Sincere

by - November 16, 2013


Normal for human to have ambitiousness and  desire to be admired, prided. Regardless they love or not, they will do for getting some points so finally they are admired by everyone. Slow, that's normal.

I ever do something not-sincerely, it was when I intended to be Pengurus OSIS. I did it not based on I love joining organization but I wanted to be well-known in my school. I presumed OSIS was the prestigious organization. And it ran well!
When I joined social organization like Laskar Anak, I was selected to join it and I had intension joining it for getting the title as Duta Anak Indonesia. I did it because I had senior and she was selected as Duta Anak Jawa Timur, she often go to anywhere place in Indonesia. I want it. So the point, I joined Laskar Anak, it was not caused I love and care children anymore.
Those are ambition, and I perceived everything without love cannot run smoothly.

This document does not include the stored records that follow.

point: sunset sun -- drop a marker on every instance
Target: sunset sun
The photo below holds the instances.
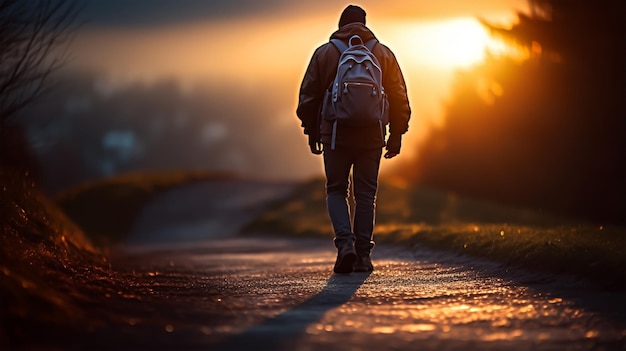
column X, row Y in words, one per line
column 448, row 44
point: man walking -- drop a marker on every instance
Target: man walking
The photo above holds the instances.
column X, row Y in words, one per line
column 346, row 147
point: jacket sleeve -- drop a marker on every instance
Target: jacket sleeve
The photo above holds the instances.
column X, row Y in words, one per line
column 395, row 88
column 311, row 96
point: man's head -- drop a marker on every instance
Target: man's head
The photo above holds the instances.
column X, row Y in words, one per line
column 352, row 14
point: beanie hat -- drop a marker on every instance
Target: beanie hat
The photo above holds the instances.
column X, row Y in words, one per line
column 352, row 14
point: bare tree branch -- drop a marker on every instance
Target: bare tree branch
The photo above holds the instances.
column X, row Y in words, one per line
column 32, row 34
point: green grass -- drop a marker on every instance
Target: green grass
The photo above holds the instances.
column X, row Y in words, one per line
column 513, row 236
column 107, row 208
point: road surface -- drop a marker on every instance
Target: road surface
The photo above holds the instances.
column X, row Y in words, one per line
column 205, row 288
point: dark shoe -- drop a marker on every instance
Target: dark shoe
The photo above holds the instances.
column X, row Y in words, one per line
column 363, row 264
column 346, row 256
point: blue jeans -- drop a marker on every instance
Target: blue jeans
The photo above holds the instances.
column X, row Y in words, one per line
column 365, row 164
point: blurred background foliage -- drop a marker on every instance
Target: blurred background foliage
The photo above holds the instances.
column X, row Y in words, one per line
column 549, row 131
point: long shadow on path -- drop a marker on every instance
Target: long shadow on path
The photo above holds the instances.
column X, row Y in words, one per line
column 286, row 328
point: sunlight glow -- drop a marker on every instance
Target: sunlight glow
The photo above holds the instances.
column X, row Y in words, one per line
column 454, row 43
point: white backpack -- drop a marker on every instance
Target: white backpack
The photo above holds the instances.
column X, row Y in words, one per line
column 356, row 96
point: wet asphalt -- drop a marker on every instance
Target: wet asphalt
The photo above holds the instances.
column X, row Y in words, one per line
column 220, row 291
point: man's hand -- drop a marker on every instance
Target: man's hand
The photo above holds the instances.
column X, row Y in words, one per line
column 394, row 143
column 315, row 145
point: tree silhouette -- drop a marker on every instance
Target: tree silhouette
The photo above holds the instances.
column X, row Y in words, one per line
column 548, row 132
column 30, row 32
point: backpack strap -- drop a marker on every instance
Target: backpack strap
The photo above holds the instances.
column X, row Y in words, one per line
column 340, row 45
column 371, row 43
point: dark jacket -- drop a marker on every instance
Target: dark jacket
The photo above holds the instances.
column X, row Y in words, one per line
column 321, row 72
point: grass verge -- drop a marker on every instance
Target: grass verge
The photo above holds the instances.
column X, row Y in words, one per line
column 515, row 237
column 107, row 208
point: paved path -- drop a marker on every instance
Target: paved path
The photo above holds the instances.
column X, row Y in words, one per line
column 229, row 293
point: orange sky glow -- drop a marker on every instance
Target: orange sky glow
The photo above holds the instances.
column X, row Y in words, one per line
column 431, row 40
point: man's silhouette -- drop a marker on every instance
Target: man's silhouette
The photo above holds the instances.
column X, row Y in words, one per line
column 359, row 149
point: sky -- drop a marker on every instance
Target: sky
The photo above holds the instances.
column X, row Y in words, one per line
column 263, row 47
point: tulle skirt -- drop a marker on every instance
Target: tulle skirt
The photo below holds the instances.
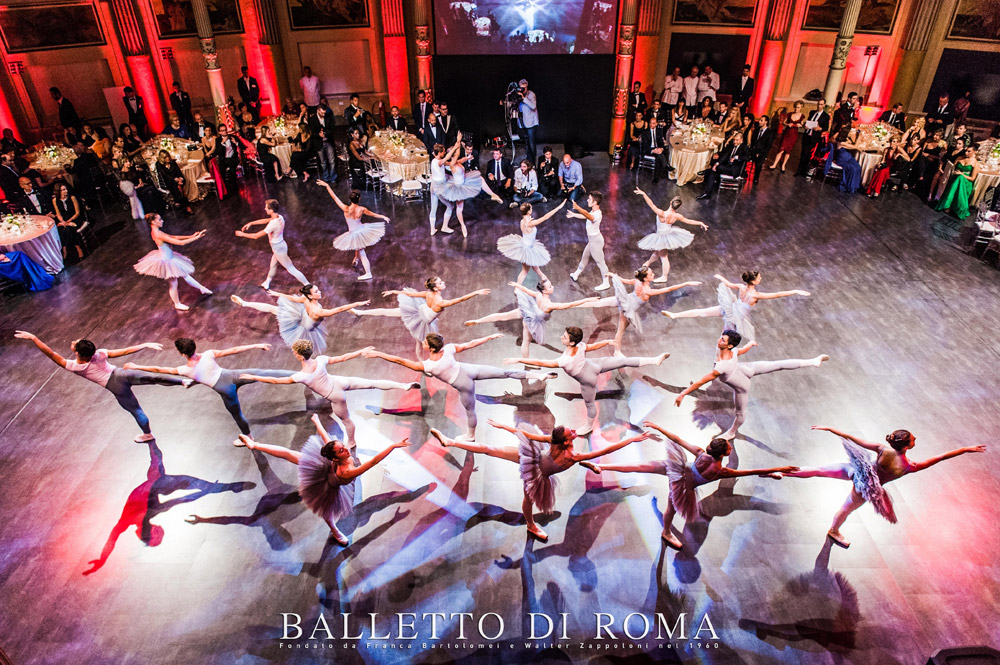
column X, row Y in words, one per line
column 532, row 315
column 735, row 313
column 866, row 482
column 628, row 303
column 366, row 235
column 294, row 324
column 156, row 264
column 531, row 253
column 319, row 487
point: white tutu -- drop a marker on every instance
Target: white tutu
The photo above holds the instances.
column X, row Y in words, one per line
column 164, row 263
column 365, row 235
column 529, row 252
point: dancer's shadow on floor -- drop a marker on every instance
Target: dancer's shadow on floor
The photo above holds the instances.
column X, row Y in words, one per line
column 144, row 503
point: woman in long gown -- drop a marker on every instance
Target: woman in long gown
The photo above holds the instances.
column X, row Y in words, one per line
column 959, row 193
column 299, row 316
column 540, row 457
column 163, row 263
column 685, row 478
column 868, row 476
column 326, row 473
column 359, row 234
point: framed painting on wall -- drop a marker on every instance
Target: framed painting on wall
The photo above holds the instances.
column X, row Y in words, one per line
column 175, row 18
column 316, row 14
column 977, row 20
column 715, row 12
column 876, row 16
column 40, row 27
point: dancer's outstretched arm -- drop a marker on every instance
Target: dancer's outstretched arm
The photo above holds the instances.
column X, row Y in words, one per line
column 42, row 346
column 408, row 364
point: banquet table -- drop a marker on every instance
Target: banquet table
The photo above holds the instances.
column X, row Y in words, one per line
column 401, row 154
column 691, row 153
column 36, row 236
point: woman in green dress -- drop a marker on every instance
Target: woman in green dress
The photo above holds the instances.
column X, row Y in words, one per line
column 963, row 178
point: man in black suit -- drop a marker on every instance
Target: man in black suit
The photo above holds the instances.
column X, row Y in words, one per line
column 761, row 140
column 729, row 161
column 651, row 143
column 812, row 137
column 180, row 102
column 744, row 91
column 894, row 117
column 67, row 113
column 249, row 91
column 500, row 175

On the other hand, I did something that I did not want to get some point but just join my deepheart.
First, when I nodded my parents' want to go to this current senior high school that's not totally good accreditation. I went here, there were the idea of forcing initially. Because I wanna go to another prestigious school for getting intensive olympiad stuffs. In spite of I didn't go to those school, I had olympiad training even standard.

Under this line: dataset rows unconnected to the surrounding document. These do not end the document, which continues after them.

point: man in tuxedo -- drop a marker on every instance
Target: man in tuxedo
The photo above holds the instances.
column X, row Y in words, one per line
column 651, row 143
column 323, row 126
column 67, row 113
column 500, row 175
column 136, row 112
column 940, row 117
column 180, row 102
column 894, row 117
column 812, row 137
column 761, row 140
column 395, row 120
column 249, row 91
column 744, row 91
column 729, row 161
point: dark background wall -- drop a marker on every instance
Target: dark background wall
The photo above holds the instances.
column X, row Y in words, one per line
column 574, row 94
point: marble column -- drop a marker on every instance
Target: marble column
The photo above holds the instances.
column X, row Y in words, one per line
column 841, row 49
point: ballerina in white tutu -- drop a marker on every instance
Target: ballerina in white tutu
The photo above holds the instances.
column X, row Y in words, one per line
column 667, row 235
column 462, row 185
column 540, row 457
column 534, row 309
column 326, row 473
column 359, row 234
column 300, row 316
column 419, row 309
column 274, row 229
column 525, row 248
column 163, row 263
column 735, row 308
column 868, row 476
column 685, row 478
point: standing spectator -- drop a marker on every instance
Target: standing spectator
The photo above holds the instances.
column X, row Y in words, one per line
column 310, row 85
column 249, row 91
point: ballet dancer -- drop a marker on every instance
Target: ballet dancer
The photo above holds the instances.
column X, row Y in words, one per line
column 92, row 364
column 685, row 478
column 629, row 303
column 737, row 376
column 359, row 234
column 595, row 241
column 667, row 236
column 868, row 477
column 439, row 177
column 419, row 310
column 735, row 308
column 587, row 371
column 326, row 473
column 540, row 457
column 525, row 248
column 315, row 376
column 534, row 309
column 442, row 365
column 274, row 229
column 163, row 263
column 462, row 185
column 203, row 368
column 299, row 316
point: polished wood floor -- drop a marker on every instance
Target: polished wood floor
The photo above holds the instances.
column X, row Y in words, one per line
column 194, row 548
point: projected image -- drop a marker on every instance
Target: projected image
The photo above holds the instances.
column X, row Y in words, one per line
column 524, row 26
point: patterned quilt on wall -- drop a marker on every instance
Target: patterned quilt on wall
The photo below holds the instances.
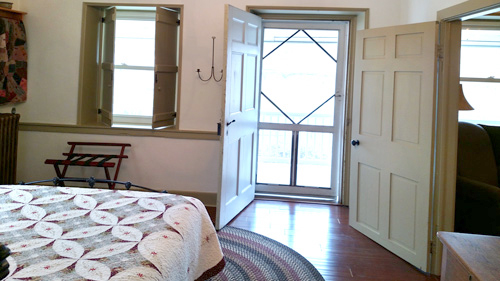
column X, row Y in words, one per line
column 13, row 61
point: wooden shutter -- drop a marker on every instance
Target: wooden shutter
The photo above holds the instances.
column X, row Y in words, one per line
column 107, row 66
column 165, row 68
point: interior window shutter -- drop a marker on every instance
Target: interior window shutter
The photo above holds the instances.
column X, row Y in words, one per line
column 107, row 65
column 165, row 68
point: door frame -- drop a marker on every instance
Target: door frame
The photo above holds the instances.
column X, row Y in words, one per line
column 447, row 116
column 337, row 130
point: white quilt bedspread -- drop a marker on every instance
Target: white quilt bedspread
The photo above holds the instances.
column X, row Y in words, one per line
column 69, row 233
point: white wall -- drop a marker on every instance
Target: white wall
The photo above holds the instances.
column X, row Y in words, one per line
column 54, row 32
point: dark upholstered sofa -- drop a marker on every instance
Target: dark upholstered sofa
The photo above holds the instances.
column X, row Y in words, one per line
column 477, row 208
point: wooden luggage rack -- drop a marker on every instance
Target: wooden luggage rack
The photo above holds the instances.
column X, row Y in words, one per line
column 90, row 160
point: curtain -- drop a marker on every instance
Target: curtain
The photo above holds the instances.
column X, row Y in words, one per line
column 13, row 61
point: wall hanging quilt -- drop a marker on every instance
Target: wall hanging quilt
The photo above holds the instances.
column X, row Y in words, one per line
column 13, row 61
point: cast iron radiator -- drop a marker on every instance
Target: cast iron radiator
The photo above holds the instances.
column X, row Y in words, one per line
column 9, row 131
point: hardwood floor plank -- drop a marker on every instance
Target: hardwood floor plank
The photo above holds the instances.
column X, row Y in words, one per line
column 321, row 233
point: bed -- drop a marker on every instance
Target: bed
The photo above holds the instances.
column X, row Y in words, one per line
column 73, row 233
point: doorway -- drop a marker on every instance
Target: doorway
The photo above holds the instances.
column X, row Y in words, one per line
column 302, row 106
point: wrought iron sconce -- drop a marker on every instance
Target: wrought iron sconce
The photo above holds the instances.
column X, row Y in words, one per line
column 212, row 74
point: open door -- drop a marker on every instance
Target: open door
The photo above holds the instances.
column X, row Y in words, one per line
column 393, row 131
column 240, row 117
column 108, row 57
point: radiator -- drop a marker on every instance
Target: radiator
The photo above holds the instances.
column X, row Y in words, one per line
column 9, row 131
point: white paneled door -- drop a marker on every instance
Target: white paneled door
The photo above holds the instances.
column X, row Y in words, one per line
column 240, row 118
column 392, row 132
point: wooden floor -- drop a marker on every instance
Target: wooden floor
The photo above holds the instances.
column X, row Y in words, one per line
column 321, row 233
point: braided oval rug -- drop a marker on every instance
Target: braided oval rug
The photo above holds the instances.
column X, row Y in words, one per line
column 251, row 256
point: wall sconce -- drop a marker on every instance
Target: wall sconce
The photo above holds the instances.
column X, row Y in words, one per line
column 462, row 101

Second, when I chose Economic as my choice for bimpres. I was the only one who want to join this bimpres. Yes, my friends joined natural science bimpres i.e. Physics, Chemistry, Biology. I had heart to have class  alone. Even everyone thought economic was not reputable, I chose it sincerely. And you know, I was the only one also who able pass the selection till OSN. The others failed, from OSK instead.

Third, when I chose the social program as my major program for SMA. You all know how prejudice society deliver to social program. ''Everyone who take social program, they are stupid, they same with rubbish''. You must know, I was normal, I didn't want to be claimed as bad people. Whatever I was, I wanna be the best one. But I thought twice, what it could be if I loved social, I had clear dream that I wanna be econom so what the reason again I would be in science program afterward I thought, Those were just for getting amazed image. And under of my deep heart, I chose to be here, in social program regardless any society's stereotype. (but I've not proven yet that I'm success at all)

okay, there are no any conclusion literally. But I want you, me, them, us doing anything sincerely, based on heart regardless anything.